I plan to expose the full set of functionality (plus some additional goodies that are hard to do well in C) as a part of the swift standard library. This pitch is the first step of that process.

There's a work-in progress branch here that you're welcome to play with: https://github.com/stephentyrone/swift/tree/simd

For 5.0, I would like to implement the following two pieces:
(a) getting the full set of basic vector types into the stdlib.
(b) teaching the importer how to map between clang ext_vectors in C / C++ and Swift.

This pitch is mainly about part (a). The set of types defined are as follows:

  • Signed and unsigned integer vector types. These have names of the form [U]IntN.VectorM. E.g. an Int8.Vector16 is a vector of 16 Int8s. A UInt32.Vector8 is a vector of 8 UInt32s.
  • Floating-point vector types. These are Float.VectorM and Double.VectorM.
  • "Predicate" vector types. These represent masks that result from elementwise comparison operations. These have the form SIMDPredicateNxM (this is a placeholder name, but the specific name is not too consequential because you rarely use these types explicitly).

Arbitrary vectors sizes are not supported with any of these types; there is support for vectors of size 2, 3, 4, 8, 16, 32, or 64, with an upper bound of 64B on the total size of the vector. This covers 99% of use cases, but sorry, no support for Vector7.

There is also an associated protocol hierarchy; the base is SIMDVector, which conforms to Collection, Hashable, etc, and also requires some useful inits and a Predicate associatedtype. The bulk of these conformances can be defaulted.
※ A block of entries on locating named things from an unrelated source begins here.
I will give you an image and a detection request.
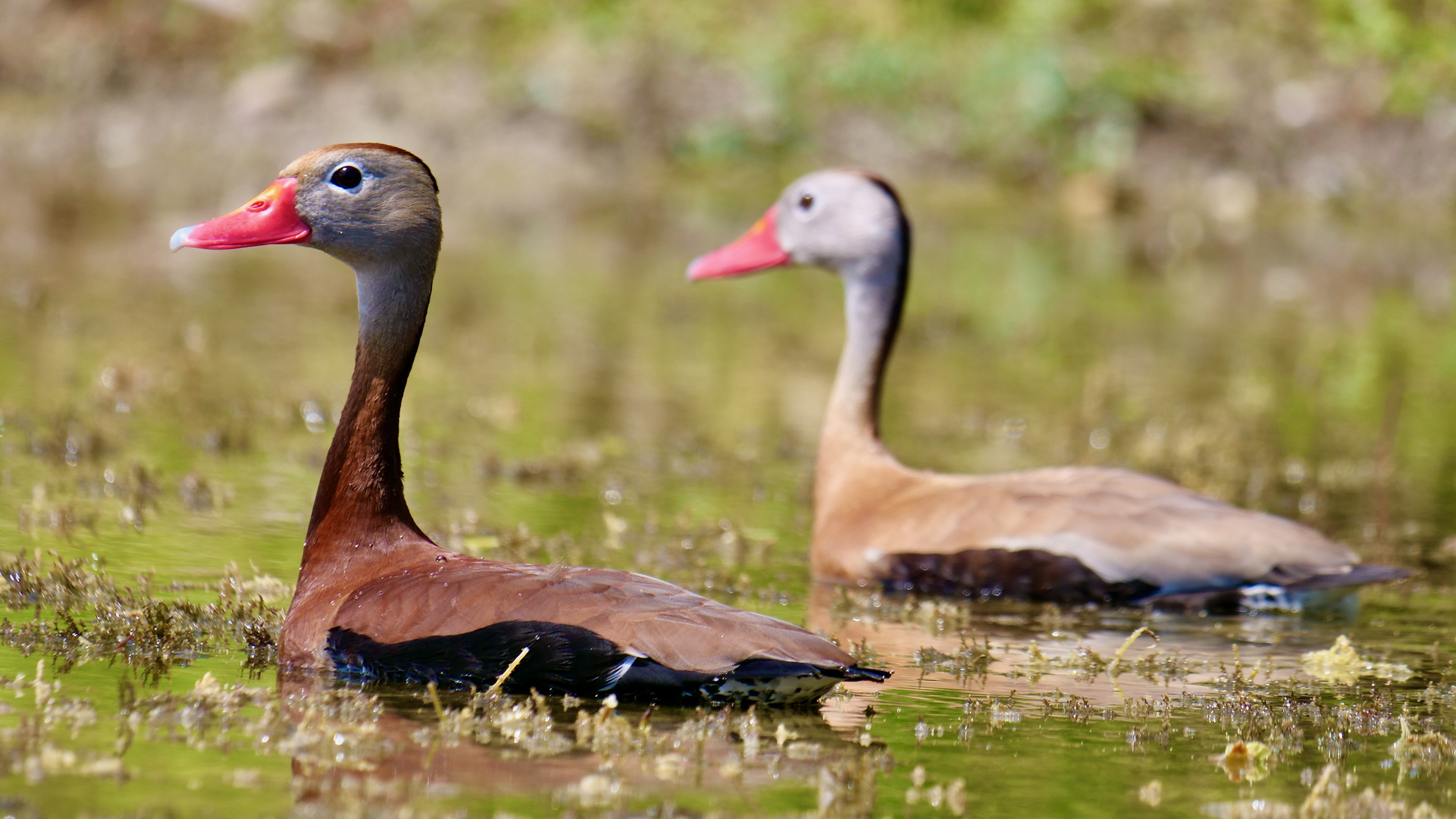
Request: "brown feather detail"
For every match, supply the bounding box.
[310,143,440,194]
[811,454,1358,587]
[881,549,1154,606]
[321,552,855,673]
[789,171,1389,592]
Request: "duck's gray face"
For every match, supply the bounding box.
[687,171,900,280]
[172,143,440,264]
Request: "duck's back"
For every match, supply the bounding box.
[814,466,1380,596]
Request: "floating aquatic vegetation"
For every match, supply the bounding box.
[1300,634,1414,685]
[0,552,283,683]
[1391,716,1456,774]
[1137,780,1163,808]
[1208,742,1274,783]
[912,634,996,682]
[1299,765,1445,819]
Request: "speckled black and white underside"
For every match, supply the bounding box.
[884,549,1410,613]
[326,621,890,705]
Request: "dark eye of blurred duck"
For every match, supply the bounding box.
[329,165,364,191]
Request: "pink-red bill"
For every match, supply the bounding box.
[172,177,789,281]
[687,206,789,281]
[172,177,310,251]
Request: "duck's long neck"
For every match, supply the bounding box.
[820,223,910,454]
[303,248,437,554]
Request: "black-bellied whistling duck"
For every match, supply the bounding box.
[687,171,1408,607]
[172,143,888,702]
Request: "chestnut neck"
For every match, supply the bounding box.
[820,215,910,463]
[303,245,438,559]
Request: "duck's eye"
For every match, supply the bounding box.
[329,165,364,190]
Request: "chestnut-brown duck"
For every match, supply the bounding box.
[687,171,1408,609]
[172,143,888,702]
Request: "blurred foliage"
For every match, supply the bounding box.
[8,0,1456,187]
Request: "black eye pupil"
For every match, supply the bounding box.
[329,165,364,188]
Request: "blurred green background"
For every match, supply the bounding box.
[0,0,1456,816]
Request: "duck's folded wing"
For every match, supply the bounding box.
[333,558,855,673]
[871,468,1360,587]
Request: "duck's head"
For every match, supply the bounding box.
[687,171,909,281]
[172,143,440,265]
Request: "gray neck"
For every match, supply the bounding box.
[304,251,435,539]
[824,236,910,441]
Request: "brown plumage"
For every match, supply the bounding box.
[172,143,888,702]
[689,171,1408,607]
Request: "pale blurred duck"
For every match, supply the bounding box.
[172,143,888,702]
[687,171,1410,610]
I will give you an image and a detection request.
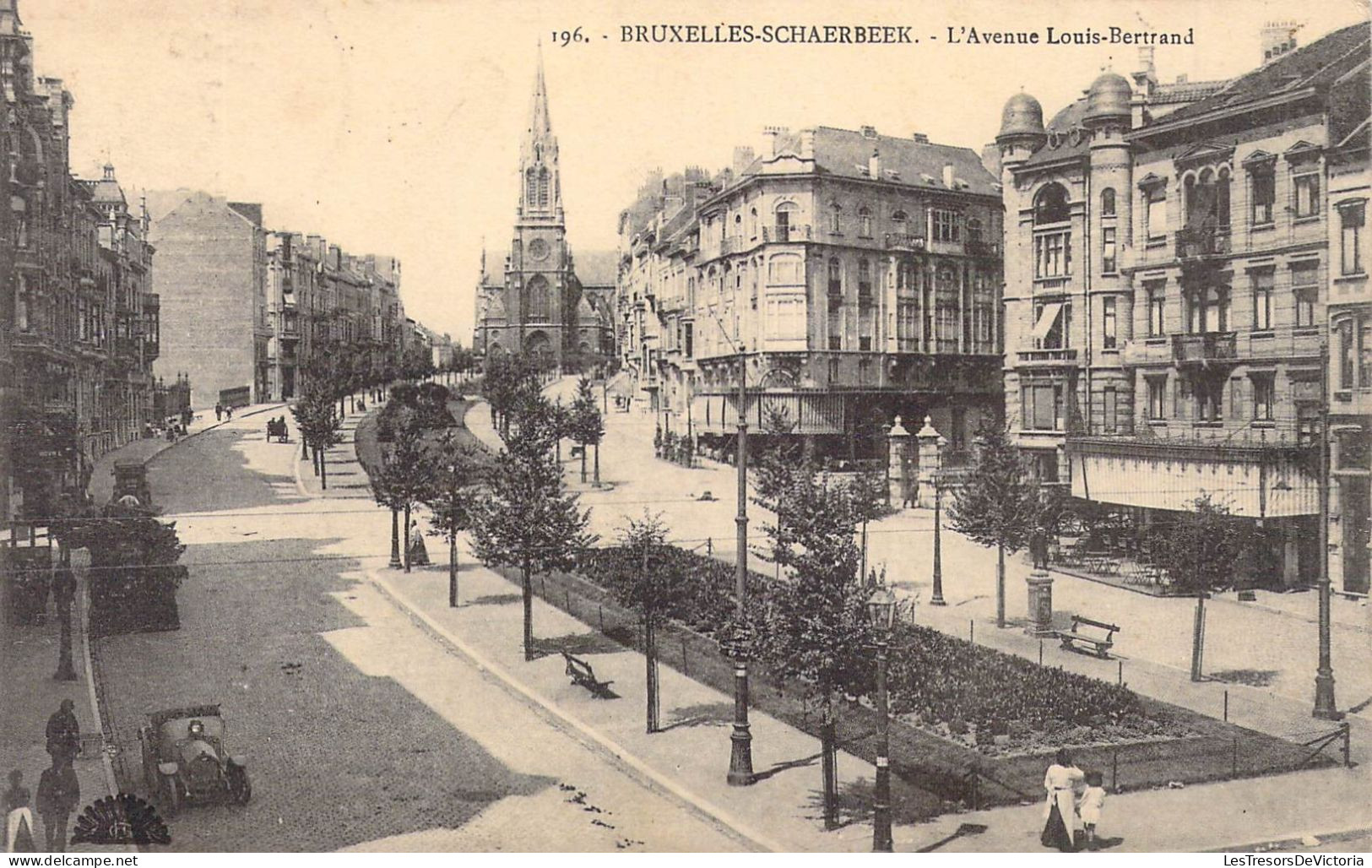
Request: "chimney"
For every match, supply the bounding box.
[762,126,790,157]
[734,145,757,176]
[1260,20,1301,64]
[981,141,1001,178]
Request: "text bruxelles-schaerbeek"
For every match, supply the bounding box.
[619,24,1195,46]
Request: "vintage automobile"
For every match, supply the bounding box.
[138,705,252,816]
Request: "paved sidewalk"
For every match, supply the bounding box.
[88,402,290,505]
[334,394,1372,852]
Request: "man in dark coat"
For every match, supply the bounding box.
[48,699,81,762]
[35,757,81,853]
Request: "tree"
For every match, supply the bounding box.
[606,510,682,734]
[948,428,1038,627]
[472,418,595,659]
[572,377,605,486]
[291,385,343,490]
[759,475,870,828]
[424,432,487,607]
[1148,494,1250,681]
[371,411,435,572]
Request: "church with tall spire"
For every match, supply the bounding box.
[472,49,615,369]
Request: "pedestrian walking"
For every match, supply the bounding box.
[35,757,81,853]
[4,769,35,853]
[1077,771,1106,850]
[48,699,81,760]
[1038,747,1084,853]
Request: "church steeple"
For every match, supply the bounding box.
[518,44,562,218]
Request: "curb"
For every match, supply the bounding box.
[366,571,796,853]
[1206,826,1372,853]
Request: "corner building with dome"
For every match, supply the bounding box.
[996,24,1372,594]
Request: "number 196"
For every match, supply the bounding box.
[553,27,586,46]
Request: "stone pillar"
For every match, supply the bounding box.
[887,415,915,509]
[915,415,946,509]
[1025,569,1052,637]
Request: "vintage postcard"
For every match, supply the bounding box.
[0,0,1372,865]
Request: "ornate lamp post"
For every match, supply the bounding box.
[929,473,948,606]
[867,585,896,853]
[726,347,753,787]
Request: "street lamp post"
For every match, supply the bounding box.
[727,347,753,787]
[929,473,948,606]
[1312,347,1343,720]
[867,585,896,853]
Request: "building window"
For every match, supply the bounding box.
[1187,286,1229,334]
[1144,377,1168,420]
[1253,270,1272,332]
[1100,187,1115,217]
[1021,382,1062,431]
[1033,184,1071,226]
[1337,314,1372,389]
[1291,262,1320,328]
[1032,301,1071,350]
[1147,284,1166,338]
[1293,171,1320,220]
[1249,166,1277,226]
[931,209,962,241]
[1191,377,1224,422]
[1339,202,1367,274]
[1033,231,1071,277]
[1250,373,1276,422]
[1143,187,1168,244]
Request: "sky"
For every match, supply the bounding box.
[19,0,1368,344]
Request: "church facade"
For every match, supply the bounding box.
[472,50,613,369]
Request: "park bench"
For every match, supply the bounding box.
[562,651,615,699]
[1058,615,1120,659]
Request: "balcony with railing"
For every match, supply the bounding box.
[1018,347,1077,366]
[966,239,1001,258]
[1176,226,1232,259]
[763,224,811,244]
[887,233,926,251]
[1172,332,1239,365]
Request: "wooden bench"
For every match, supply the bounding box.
[562,651,615,699]
[1056,615,1120,659]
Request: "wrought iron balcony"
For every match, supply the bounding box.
[887,233,925,251]
[1018,347,1077,365]
[1177,226,1231,259]
[1172,332,1239,365]
[763,224,810,244]
[968,239,1001,258]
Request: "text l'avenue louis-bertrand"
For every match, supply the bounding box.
[609,22,1195,46]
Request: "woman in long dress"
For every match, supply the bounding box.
[4,769,35,853]
[1038,747,1085,853]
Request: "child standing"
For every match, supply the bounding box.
[1077,772,1106,850]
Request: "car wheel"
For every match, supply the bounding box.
[229,768,252,805]
[162,775,182,817]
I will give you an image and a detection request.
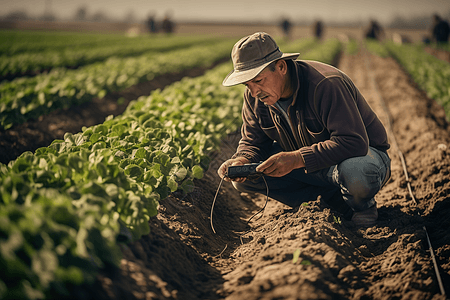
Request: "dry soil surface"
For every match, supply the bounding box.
[1,47,450,300]
[93,51,450,300]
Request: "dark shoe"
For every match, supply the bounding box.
[352,205,378,227]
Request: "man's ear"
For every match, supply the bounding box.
[277,59,287,75]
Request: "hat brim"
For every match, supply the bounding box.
[222,53,300,86]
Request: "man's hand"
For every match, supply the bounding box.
[217,157,250,182]
[256,150,305,177]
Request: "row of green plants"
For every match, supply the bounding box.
[366,42,450,120]
[0,64,246,299]
[0,35,222,81]
[0,37,340,299]
[0,40,232,129]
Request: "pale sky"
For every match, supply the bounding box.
[0,0,450,23]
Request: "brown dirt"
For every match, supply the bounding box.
[425,47,450,63]
[1,47,450,300]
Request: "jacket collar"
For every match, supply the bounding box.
[287,60,300,105]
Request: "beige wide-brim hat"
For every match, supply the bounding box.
[222,32,300,86]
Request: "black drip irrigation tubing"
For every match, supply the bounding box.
[364,49,446,296]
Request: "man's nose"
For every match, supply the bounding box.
[247,85,259,98]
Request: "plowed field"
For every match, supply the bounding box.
[1,45,450,300]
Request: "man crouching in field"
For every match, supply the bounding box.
[218,32,390,227]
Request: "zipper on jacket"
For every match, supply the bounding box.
[296,111,308,147]
[275,102,299,150]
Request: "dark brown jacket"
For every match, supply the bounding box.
[233,60,389,172]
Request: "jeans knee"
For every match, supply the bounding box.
[338,162,381,199]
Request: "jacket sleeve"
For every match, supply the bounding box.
[232,90,273,162]
[300,76,369,173]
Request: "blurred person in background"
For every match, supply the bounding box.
[431,14,450,43]
[313,20,323,40]
[147,14,158,33]
[217,32,390,227]
[280,18,292,40]
[161,13,174,34]
[365,20,384,41]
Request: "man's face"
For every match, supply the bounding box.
[244,61,286,105]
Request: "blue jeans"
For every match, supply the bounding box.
[233,143,391,211]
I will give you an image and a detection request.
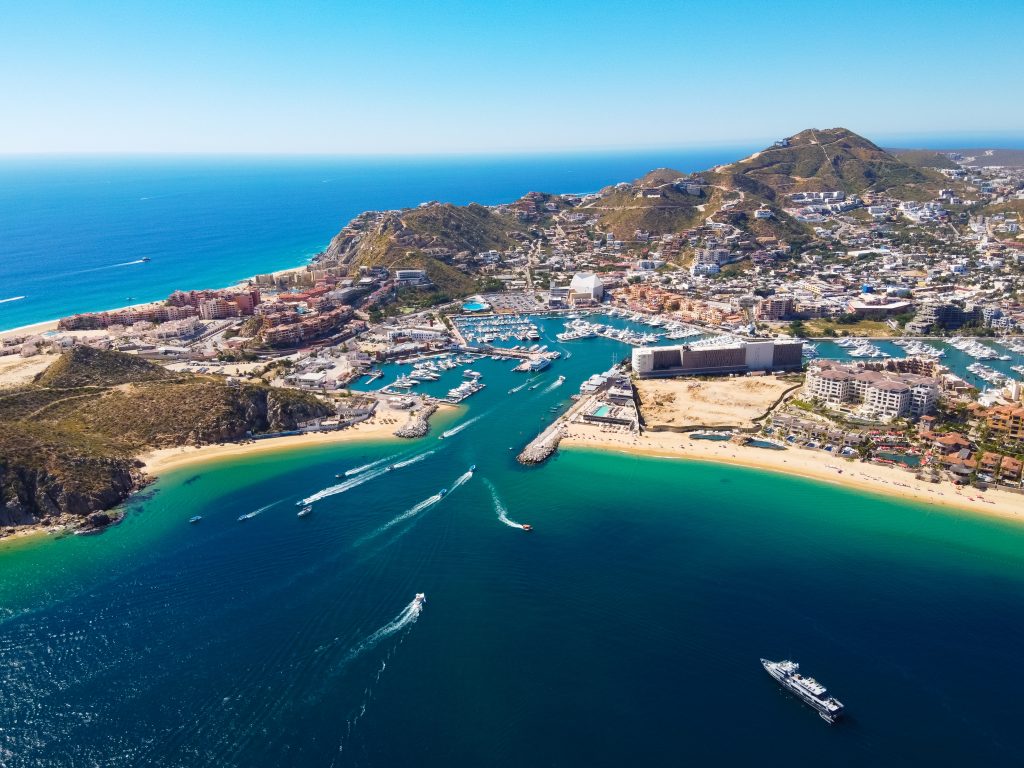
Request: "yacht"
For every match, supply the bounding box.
[761,658,843,724]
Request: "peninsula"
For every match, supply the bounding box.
[0,128,1024,532]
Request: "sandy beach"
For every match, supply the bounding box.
[0,261,309,339]
[0,321,57,339]
[139,403,455,477]
[560,424,1024,522]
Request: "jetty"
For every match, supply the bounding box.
[516,419,565,465]
[516,397,594,466]
[394,402,437,438]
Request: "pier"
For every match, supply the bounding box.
[516,396,594,466]
[394,402,437,438]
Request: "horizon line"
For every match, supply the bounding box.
[0,129,1024,160]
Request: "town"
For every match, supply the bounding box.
[0,129,1024,495]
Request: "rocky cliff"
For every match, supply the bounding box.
[0,348,333,534]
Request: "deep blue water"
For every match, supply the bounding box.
[6,321,1024,768]
[0,147,753,330]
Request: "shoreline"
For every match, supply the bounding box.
[137,403,458,479]
[560,424,1024,523]
[0,264,311,339]
[0,403,460,553]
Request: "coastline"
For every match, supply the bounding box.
[138,402,458,478]
[138,420,401,478]
[560,424,1024,522]
[0,260,312,339]
[0,403,460,552]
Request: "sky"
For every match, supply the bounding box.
[0,0,1024,155]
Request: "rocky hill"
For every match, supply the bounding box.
[322,203,544,295]
[0,347,333,528]
[710,128,949,202]
[321,128,955,276]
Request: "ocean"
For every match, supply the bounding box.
[0,321,1024,768]
[0,146,754,331]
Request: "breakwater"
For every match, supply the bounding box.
[394,402,437,438]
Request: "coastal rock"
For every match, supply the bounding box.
[394,402,437,438]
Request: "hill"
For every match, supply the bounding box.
[0,347,333,526]
[888,150,959,169]
[318,128,957,290]
[35,347,174,389]
[713,128,949,201]
[323,203,544,296]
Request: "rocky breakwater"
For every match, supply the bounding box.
[394,402,437,437]
[516,421,565,465]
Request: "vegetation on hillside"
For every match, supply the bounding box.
[0,347,333,525]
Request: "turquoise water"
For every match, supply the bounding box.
[0,322,1024,767]
[0,146,753,330]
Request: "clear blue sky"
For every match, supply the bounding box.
[0,0,1024,154]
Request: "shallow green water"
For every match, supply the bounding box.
[0,324,1024,766]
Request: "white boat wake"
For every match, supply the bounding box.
[342,597,427,664]
[441,414,482,439]
[296,467,387,507]
[345,454,397,477]
[484,480,522,530]
[451,472,473,490]
[353,472,473,547]
[355,494,444,547]
[239,500,281,522]
[392,451,434,469]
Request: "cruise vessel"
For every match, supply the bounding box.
[761,658,843,723]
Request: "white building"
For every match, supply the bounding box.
[569,272,604,301]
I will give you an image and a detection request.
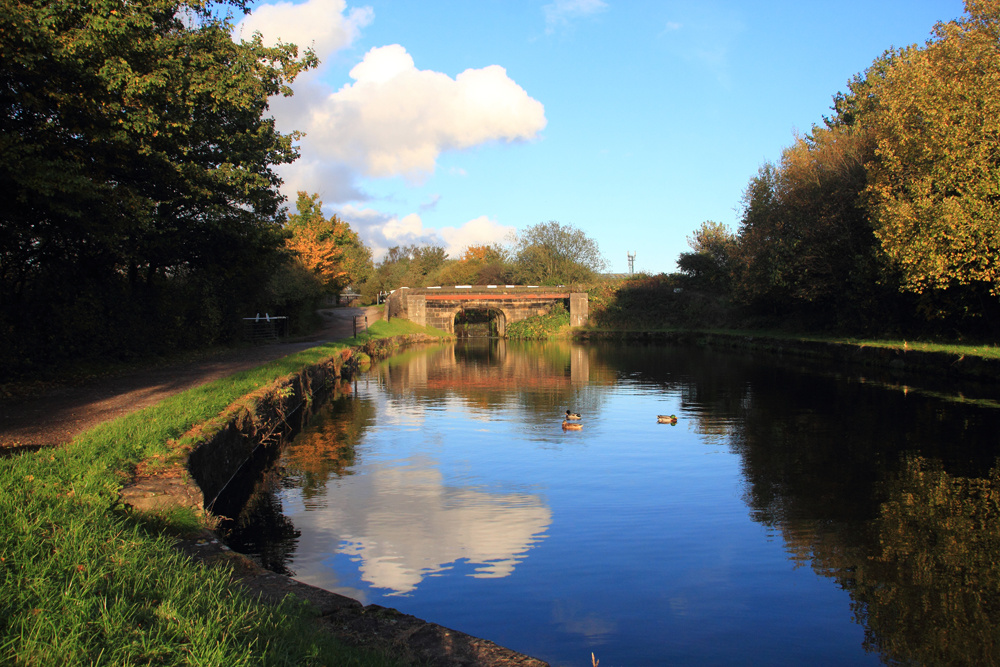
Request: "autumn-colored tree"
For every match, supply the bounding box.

This is refined by the following three protocols:

  • SIMDIntegerVector: adds comparisons, leading/trailing zeros, popcount, bitwise operations, smart and masking shifts, masking arithmetic operations, ability to create random vectors.
  • SIMDFloatingPointVector: adds comparisons, arithmetic, rounding, ability to create random vectors.
  • SIMDPredicate: adds boolean operations, ability to create random vectors.

There is also a set of protocols of the form SIMDVectorN, which are used to enforce constraints that some heterogenous operations on vectors require vectors of the same size, as well as provide accessors for halves of vectors and the x, y, z, w components of 2, 3 and 4 element vectors.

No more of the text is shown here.